Nasa has chosen Elon Musk’s company SpaceX to build a lander that will return humans to the Moon this decade.
This vehicle will carry the next man and the first woman down to the lunar surface under the space agency’s Artemis programme.
Another goal of the programme will be to land the first person of colour on the Moon.
The lander is based on SpaceX’s Starship craft, which is being tested at a site in southern Texas.
SpaceX was competing against a joint bid from traditional aerospace giants and Amazon founder Jeff Bezos, as well as Alabama-based Dynetics. The total value of the contract awarded to Musk’s company is $2.89bn.
“With this award, Nasa and our partners will complete the first crewed demonstration mission to the surface of the Moon in the 21st century as the agency takes a step forward for women’s equality and long-term deep space exploration,” said Kathy Lueders, the organisation’s head of human exploration.
“This critical step puts humanity on a path to sustainable lunar exploration and keeps our eyes on missions farther into the Solar System, including Mars.”
The Artemis programme, initiated under the Trump administration, had targeted a return to the lunar surface in 2024. But a shortfall in funding of the landing system has made that goal unattainable.
Elon Musk has been developing the Starship design for years. Resembling the rocketships from the golden age of science fiction, it is a crucial component of the entrepreneur’s long-term plans for settling humans on Mars.
For now, though, it will serve as the lander that ferries astronauts from lunar orbit to the surface.
With a spacious cabin and two airlocks, allowing astronauts to exit the craft for moonwalks, it’s a far cry from the cramped, spindly lunar module (LM) that carried 12 men to the surface under the US Apollo programme between 1969 and 1972.
The new vehicle will be known as the Human Landing System (HLS).
In recent times, Nasa has chosen more than one company when procuring space transport services, giving it options if one of them fails to deliver.
But Nasa has received only $850m of the $3.3bn it requested from Congress to build the Moon lander. In a statement, Ms Lueders said that “while it remains the agency’s desire to preserve a competitive environment at this stage of the HLS program”, its current budget precluded it from selecting two companies, as it was expected to.
Cost is believed to have been a major factor; SpaceX’s bid was the lowest of the three competitors “by a wide margin”.

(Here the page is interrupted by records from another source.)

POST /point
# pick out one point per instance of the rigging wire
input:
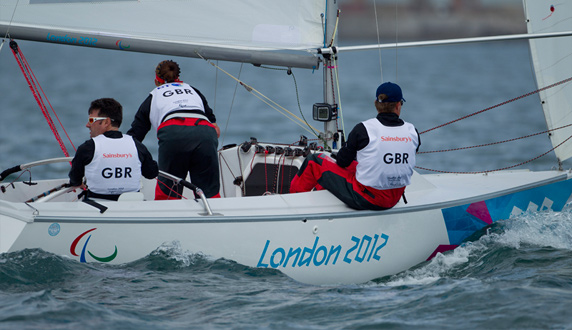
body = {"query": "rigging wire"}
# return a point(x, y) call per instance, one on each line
point(499, 142)
point(285, 112)
point(290, 72)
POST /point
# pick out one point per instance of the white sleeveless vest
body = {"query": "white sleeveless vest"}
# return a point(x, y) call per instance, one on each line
point(172, 97)
point(115, 167)
point(388, 160)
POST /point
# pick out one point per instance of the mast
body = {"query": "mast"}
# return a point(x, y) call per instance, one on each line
point(329, 57)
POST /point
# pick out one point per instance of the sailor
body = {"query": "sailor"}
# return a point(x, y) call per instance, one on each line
point(111, 162)
point(187, 132)
point(373, 168)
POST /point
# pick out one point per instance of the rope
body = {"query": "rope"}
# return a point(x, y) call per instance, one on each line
point(37, 91)
point(494, 143)
point(499, 142)
point(500, 169)
point(340, 113)
point(500, 104)
point(290, 72)
point(231, 105)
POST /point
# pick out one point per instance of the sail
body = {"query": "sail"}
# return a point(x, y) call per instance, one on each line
point(280, 32)
point(552, 61)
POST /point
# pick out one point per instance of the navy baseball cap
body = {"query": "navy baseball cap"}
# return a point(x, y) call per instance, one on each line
point(393, 92)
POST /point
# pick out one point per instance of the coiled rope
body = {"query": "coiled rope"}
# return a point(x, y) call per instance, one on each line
point(499, 142)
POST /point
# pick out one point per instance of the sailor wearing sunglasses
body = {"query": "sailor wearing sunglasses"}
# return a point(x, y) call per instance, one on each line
point(112, 163)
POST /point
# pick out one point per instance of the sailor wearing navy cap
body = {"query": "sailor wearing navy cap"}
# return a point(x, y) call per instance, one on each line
point(373, 168)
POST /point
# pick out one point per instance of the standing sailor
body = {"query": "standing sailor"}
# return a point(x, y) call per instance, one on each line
point(373, 168)
point(187, 132)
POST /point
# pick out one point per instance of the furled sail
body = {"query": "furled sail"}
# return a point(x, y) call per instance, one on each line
point(552, 60)
point(276, 32)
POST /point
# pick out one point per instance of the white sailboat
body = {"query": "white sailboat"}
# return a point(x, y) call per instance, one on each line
point(312, 237)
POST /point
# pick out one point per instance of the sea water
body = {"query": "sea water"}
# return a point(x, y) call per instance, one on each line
point(517, 274)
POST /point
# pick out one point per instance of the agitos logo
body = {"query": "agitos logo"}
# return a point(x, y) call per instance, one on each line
point(84, 249)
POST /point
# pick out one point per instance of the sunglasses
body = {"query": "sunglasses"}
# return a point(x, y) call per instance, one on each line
point(92, 120)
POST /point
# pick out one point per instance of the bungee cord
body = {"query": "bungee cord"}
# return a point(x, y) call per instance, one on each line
point(285, 112)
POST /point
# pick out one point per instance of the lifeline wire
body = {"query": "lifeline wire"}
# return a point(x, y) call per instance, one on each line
point(231, 104)
point(35, 87)
point(265, 99)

Ms Lueders explained: “I made a determination that it would be in the agency’s best interests to make an initial, conditional selection of SpaceX.”

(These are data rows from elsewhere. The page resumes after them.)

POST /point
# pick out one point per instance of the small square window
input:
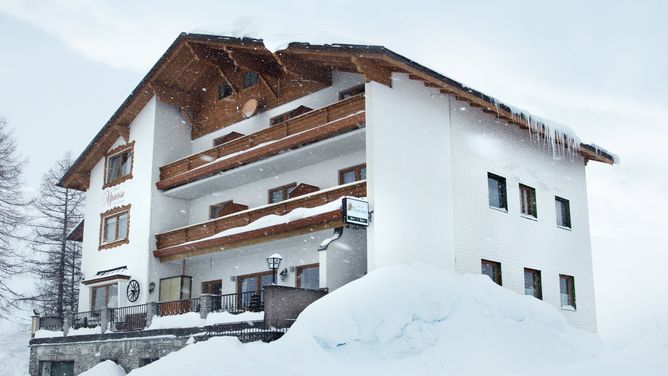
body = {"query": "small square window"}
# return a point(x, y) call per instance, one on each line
point(532, 283)
point(250, 79)
point(352, 174)
point(281, 193)
point(567, 291)
point(528, 201)
point(497, 191)
point(224, 91)
point(563, 208)
point(492, 269)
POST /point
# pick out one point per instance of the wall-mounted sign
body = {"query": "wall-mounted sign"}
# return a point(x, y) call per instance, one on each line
point(355, 211)
point(114, 197)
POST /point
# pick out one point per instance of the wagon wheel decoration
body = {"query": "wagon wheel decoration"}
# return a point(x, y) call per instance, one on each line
point(133, 291)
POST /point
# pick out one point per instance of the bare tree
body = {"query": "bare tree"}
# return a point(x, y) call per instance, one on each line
point(56, 260)
point(12, 215)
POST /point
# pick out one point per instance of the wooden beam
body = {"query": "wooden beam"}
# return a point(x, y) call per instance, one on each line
point(373, 70)
point(266, 64)
point(304, 69)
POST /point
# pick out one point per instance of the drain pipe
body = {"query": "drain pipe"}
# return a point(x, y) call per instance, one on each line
point(325, 243)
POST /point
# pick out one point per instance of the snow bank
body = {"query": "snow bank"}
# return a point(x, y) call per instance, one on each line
point(106, 368)
point(193, 320)
point(403, 320)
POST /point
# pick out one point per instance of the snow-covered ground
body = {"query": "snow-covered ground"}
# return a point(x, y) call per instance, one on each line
point(405, 320)
point(417, 320)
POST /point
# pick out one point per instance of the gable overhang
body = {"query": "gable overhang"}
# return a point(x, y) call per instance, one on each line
point(375, 63)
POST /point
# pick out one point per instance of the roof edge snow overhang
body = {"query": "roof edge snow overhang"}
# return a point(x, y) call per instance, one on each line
point(76, 177)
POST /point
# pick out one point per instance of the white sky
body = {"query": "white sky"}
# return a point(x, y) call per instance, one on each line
point(600, 67)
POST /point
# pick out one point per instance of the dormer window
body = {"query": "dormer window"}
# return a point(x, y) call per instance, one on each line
point(224, 91)
point(118, 167)
point(250, 79)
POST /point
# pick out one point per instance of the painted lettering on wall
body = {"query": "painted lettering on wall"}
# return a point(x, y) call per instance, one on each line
point(114, 197)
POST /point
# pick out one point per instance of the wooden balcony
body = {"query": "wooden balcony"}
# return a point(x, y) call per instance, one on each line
point(197, 239)
point(313, 126)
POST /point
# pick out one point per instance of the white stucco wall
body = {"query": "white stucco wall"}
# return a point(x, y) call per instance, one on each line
point(409, 173)
point(483, 144)
point(137, 192)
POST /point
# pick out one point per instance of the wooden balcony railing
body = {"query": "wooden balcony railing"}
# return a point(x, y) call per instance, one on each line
point(210, 228)
point(313, 126)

The decision has caused a stir in Congress. Nasa is undergoing a transition of power following Joe Biden’s election as President. It is being run by an interim administrator, and Mr Biden’s pick to run the agency – former senator and astronaut Bill Nelson – will appear at his confirmation hearing next week.
“I am disappointed that the acting Nasa leadership decided to make such a consequential award prior to the arrival of a new permanent Nasa administrator and deputy administrator,” said congresswoman Eddie Bernice Johnson, the democrat chair of the House Committee on Science, Space and Technology.